CAVE in clubfoot Ponseti method

Answer 196

order of correction, cavus, adductus, varus, then equinus.

Question 197

common deformity after clubfoot treatment, its cause, and treatment

Answer 197

persistent supination of the forefoot, which is believed to be from overpull of the anterior tibialis and a weak peroneus, or undercorrection of forefoot supination. This often requires transfer of the AT laterally

Question 198

possible gene cause for clubfoot

Answer 198

PITX-1

Question 199

treatments for clubfoot after ponseti casting

Answer 199

achille’s tenotomy at 6-8 weeks, braces for 2-4 years

Question 200

clinical appearance of metatarsus adductus

Answer 200

heel bisector line that hits lateral to the 2nd webspace

Question 201

treatment for metatarsus adductus

Answer 201

supple feet can be stretched, stiff feet can be casted

Question 202

treatment for skewfoot

Answer 202

non-operative treatment does not work

Question 203

test in pes cavus

Answer 203

besides full neuro workup, a Coleman block test tells you whether hindfoot corrects or not

Question 204

treatment for pes cavus

Answer 204

after neuro workup, assess whether supple or not (Coleman block) If flexible, plantar release, metatarsal osteotomy, posterior tib transfer.
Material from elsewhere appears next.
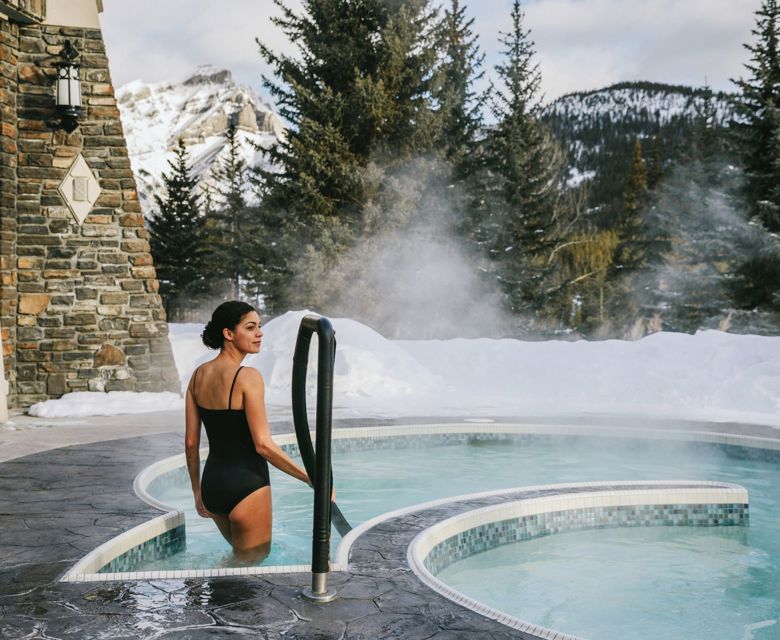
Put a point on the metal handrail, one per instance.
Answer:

If hindfoot varus is RIGID, add a calcaneal osteotomy as well.

Question 205

this is not the answer in pes cavus that does not correct with Coleman block testing

Answer 205

Avoid triple arthrodesis; use calcaneal slide instead

Question 206

irreducible dorsal dislocation of the navicular on the talus, and fixed equinus hindfoot

Answer 206

CVT

Question 207

radiographic findings in CVT

Answer 207

long axis of the talus hits posterior to the metatarsal axis

Question 208

irregular middle facet on Harris heel view

Answer 208

talocalcaneal coalition

Question 209

most common tarsal coalition in children 10-12

Answer 209

calcaneonavicular

Question 210

most common tarsal coalition in children 12-14

Answer 210

subtalar

Question 211

surgical treatment for subtalar coalition

Answer 211

only after failing non-op, if there is 50%, subtalar fusion (verify this with foot talk)

Question 212

juvenile bunions

Answer 212

don’t operate unless skeletally mature

Question 213

radiographs in this condition mimic CVT

Answer 213

flexible pes planus, except a plantar-flexed view shows talar axis passing above the metatarsal cuneiform axis

Question 214

this view is helpful in accessory navicular

Answer 214

external oblique

Question 215

threshold for spine surgery in OI

Answer 215

treated at 35* if crappy bone, with PSF.